Program: FARMS Leadership
Region: Central Valley South
Field Date: Tuesday, November 6, 2018
Location of Field Day: UC Davis Veterinary Medicine California Animal Health & Food Safety Laboratory System Center, Tulare CA
Field Day Host(s) and Mentors: Dr. John Adaska, Dr. Terry Lehenbauer, Kathy Glenn, Karen Tonook, and Ms. Gregory
Theme: Vet Science
Summary of the Day:
On November 6, 2018, the South Valley FARMS Leadership Students of Hanford High School, Lindsay High School, El Diamante High School, and Mt. Whitney High School visited UC Davis Veterinary Medicine Tulare Campus. Upon arrival, students enjoyed a breakfast snack and were assigned to introduce our speakers for the day. Students participated in a teamwork activity cup stacking game. Following our teamwork activity, we started our day. Our hosts were very impressed with how the students were very professional in introducing and thanking all of the days speakers. In the first session students were exposed to a Necropsy Video. Dr. John Adaska introduced the video and explained frame by frame the reasons and needs to do a necropsy on an animal. In our second session, Dr. Terry Lehenbauer introduced the college to the students. He went over college requirements and the admission process. He also explained Academic Preparation & Pre-Veterinary Required Courses for being accepted into Vet School. In session 3, students were split into two groups and rotated through the topics of Milk Quality Testing and a PCR Testing. CAHFS operates as the State of California’s central reference laboratory for measuring dairy products for their wholesomeness and nutrient makeup. This quality assurance program ensures dairy products are compliant with regulations, protecting both the consumer and the producer. Real-time PCR is a second generation PCR platform with significantly improved testing characteristics. Introduced in 1996, it has revolutionized and replaced conventional PCR approaches to quantify DNA and RNA. Today, RT-PCR is the gold standard for quantitative PCR and is rapidly becoming accepted as the method of choice for PCR diagnostics.

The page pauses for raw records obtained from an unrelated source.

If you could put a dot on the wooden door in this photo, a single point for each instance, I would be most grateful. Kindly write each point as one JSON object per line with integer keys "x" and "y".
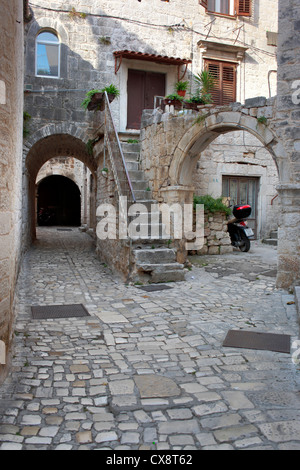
{"x": 243, "y": 190}
{"x": 142, "y": 87}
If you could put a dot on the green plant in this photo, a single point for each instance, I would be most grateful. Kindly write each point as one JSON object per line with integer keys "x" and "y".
{"x": 262, "y": 120}
{"x": 201, "y": 118}
{"x": 211, "y": 204}
{"x": 111, "y": 90}
{"x": 105, "y": 40}
{"x": 174, "y": 97}
{"x": 76, "y": 14}
{"x": 181, "y": 86}
{"x": 90, "y": 146}
{"x": 205, "y": 83}
{"x": 88, "y": 98}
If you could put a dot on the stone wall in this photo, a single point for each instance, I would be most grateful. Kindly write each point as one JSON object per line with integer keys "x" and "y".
{"x": 287, "y": 123}
{"x": 162, "y": 28}
{"x": 216, "y": 237}
{"x": 241, "y": 154}
{"x": 11, "y": 124}
{"x": 76, "y": 171}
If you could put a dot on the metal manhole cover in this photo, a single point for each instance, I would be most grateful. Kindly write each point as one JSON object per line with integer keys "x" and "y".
{"x": 58, "y": 311}
{"x": 154, "y": 287}
{"x": 256, "y": 340}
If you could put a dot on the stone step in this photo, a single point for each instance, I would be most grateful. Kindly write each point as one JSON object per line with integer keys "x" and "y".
{"x": 142, "y": 195}
{"x": 162, "y": 272}
{"x": 131, "y": 156}
{"x": 140, "y": 185}
{"x": 132, "y": 165}
{"x": 274, "y": 234}
{"x": 270, "y": 241}
{"x": 155, "y": 256}
{"x": 135, "y": 173}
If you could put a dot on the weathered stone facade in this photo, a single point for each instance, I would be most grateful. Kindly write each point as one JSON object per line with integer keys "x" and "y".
{"x": 11, "y": 123}
{"x": 216, "y": 237}
{"x": 287, "y": 122}
{"x": 90, "y": 34}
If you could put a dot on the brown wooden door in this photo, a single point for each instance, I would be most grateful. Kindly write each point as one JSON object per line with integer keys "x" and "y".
{"x": 142, "y": 87}
{"x": 243, "y": 190}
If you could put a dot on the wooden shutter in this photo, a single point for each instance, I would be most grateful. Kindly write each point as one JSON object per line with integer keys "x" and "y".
{"x": 224, "y": 74}
{"x": 228, "y": 84}
{"x": 203, "y": 3}
{"x": 243, "y": 7}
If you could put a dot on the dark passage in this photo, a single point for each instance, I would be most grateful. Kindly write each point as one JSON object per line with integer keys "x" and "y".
{"x": 58, "y": 202}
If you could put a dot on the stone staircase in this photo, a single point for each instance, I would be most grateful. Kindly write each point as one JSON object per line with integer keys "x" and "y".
{"x": 153, "y": 260}
{"x": 273, "y": 238}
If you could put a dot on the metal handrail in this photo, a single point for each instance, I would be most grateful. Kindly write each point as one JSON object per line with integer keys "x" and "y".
{"x": 116, "y": 155}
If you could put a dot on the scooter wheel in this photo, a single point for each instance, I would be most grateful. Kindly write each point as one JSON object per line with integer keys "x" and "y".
{"x": 245, "y": 246}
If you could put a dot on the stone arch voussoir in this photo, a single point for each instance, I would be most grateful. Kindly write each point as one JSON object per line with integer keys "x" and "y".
{"x": 200, "y": 134}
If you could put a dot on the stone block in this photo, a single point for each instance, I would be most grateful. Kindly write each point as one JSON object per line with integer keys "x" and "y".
{"x": 256, "y": 102}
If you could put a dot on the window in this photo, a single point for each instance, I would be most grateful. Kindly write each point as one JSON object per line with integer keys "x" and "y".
{"x": 224, "y": 73}
{"x": 228, "y": 7}
{"x": 47, "y": 55}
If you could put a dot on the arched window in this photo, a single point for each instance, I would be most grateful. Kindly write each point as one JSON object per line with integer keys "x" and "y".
{"x": 47, "y": 55}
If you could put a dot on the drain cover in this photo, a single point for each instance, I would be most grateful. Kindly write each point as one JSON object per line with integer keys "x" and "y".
{"x": 58, "y": 311}
{"x": 256, "y": 340}
{"x": 154, "y": 287}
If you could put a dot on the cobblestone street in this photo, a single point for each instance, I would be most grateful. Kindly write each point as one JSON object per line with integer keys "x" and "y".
{"x": 147, "y": 370}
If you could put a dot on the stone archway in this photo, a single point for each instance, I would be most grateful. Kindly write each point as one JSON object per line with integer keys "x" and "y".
{"x": 58, "y": 201}
{"x": 41, "y": 147}
{"x": 170, "y": 150}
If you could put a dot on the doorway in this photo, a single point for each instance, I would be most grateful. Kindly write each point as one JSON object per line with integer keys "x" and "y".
{"x": 142, "y": 87}
{"x": 243, "y": 190}
{"x": 58, "y": 202}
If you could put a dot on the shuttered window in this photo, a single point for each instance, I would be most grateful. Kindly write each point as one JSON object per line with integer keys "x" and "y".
{"x": 224, "y": 73}
{"x": 227, "y": 7}
{"x": 243, "y": 7}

After enjoying lunch, Ms. Gregory from Lindsay High School presented to the students about injections. Students were able to practice subcutaneous and intramuscular injections in a piece of citrus with a different gauge needles and water with food coloring. The students really enjoys this hands on activity as they could really use this in real life situations. FARMS is so excited to have UC Davis Veterinary Medicine California Animal Health & Food Safety Laboratory System Center in Tulare as a partner educating students about Veterinary Medicine.